Scampi: I could wash your tie.
Peter: I don’t doubt it.
Scampi: Tell me what you see right now.
Peter: Where?
Scampi: Now.
Peter: Which direction am I looking in?
Scampi: I don’t know. What do you see?
Peter: Immediately? Or in the distance?
Scampi: Have you ever been to Spain?
Peter: I have not.
Scampi: Oh.
Peter: Why do you ask?
Scampi: Just curious.
Peter: I can see the view. And the pores in my nose.
Scampi: Ew!
Peter: What?
Scampi: Pores. Yech.
Peter: Have you been to Spain?
Scampi: Who hasn’t?
PETER REMOVES HIS EYEGLASSES AND POLISHES THEM ON HIS THOROUGHLY-WORN NECKTIE OF FINEST INDIAN SILK.

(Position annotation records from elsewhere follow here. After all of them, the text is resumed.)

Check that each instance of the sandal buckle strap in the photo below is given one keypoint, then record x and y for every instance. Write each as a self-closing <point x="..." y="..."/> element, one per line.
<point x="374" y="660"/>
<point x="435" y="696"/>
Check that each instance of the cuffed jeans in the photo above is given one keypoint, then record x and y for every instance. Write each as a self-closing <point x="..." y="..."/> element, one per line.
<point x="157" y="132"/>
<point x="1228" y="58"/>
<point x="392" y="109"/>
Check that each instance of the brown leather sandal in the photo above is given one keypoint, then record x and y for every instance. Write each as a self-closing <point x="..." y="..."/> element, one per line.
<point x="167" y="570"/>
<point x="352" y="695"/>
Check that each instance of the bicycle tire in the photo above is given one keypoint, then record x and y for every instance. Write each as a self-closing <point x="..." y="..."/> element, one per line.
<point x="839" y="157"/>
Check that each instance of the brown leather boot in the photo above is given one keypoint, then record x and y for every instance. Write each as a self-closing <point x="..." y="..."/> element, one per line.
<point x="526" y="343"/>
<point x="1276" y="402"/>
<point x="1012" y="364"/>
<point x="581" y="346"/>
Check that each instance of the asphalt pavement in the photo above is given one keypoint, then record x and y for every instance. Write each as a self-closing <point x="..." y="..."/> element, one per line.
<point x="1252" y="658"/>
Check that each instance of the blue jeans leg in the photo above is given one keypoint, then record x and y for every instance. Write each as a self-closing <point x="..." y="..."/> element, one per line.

Peter: I like the view from this window (of course),
Scampi: (of course)
Peter: but the sky is rather overcast.
Scampi: And that’s not something you like. Not something you’re a big fan of.
Peter: A fan? Am I a fan?
Scampi: You sound like a cockatoo, at present.
PETER SMOOTHES HIS FEATHERS WITH DIGNITY.
Peter: Say what you will.
Scampi: I shall.
Peter: Indeed.
Scampi: I shell. Shell on a shore. You know that whole thing about shells, right? Peter?
Peter: Are we discussing military history?
Scampi: No, please. I mean a shell on a beach.
Peter: An army could locate—
Scampi: It could be any beach, one of those hollow type shells.
Peter: A conch.
Scampi: Or whatever. Have you ever put one up to your ear?
Peter: In order to aurally witness “the sea”?
Scampi: Sure.
Peter: No.
Scampi: You haven’t?
Peter: Well, I don’t think so.
Scampi: You don’t know? You don’t even know if you did or if you didn’t?
Peter: I am unsure.
Scampi: Yes. I thought maybe you were lonely.
Peter: You are entitled to your thoughts.
Scampi: I entitle my thought regularly. As you well know.
Peter: I’m not sure when I was last on a beach.
Scampi: You don’t have to be on the beach to hear the shell. You can be at home.
Peter: With a shell.
Scampi: Yes. You bring it home, and then the sound of the sea is only an arm’s length away.
Peter: I see.
Scampi: You hear. That’s how it works.
Peter: I don’t believe it does work, in fact.
Scampi: No, I know. I was just curious.
Peter: To know whether I had tried it?
Scampi: That’s right.
Peter: Have you tried this? With the shell?
Scampi: Nonsense. I can hear the sea right now.
Scampi:
Peter:
Scampi: I am up to my ankles.
Peter: It looks like rain.
Scampi: It certainly doesn’t taste that way.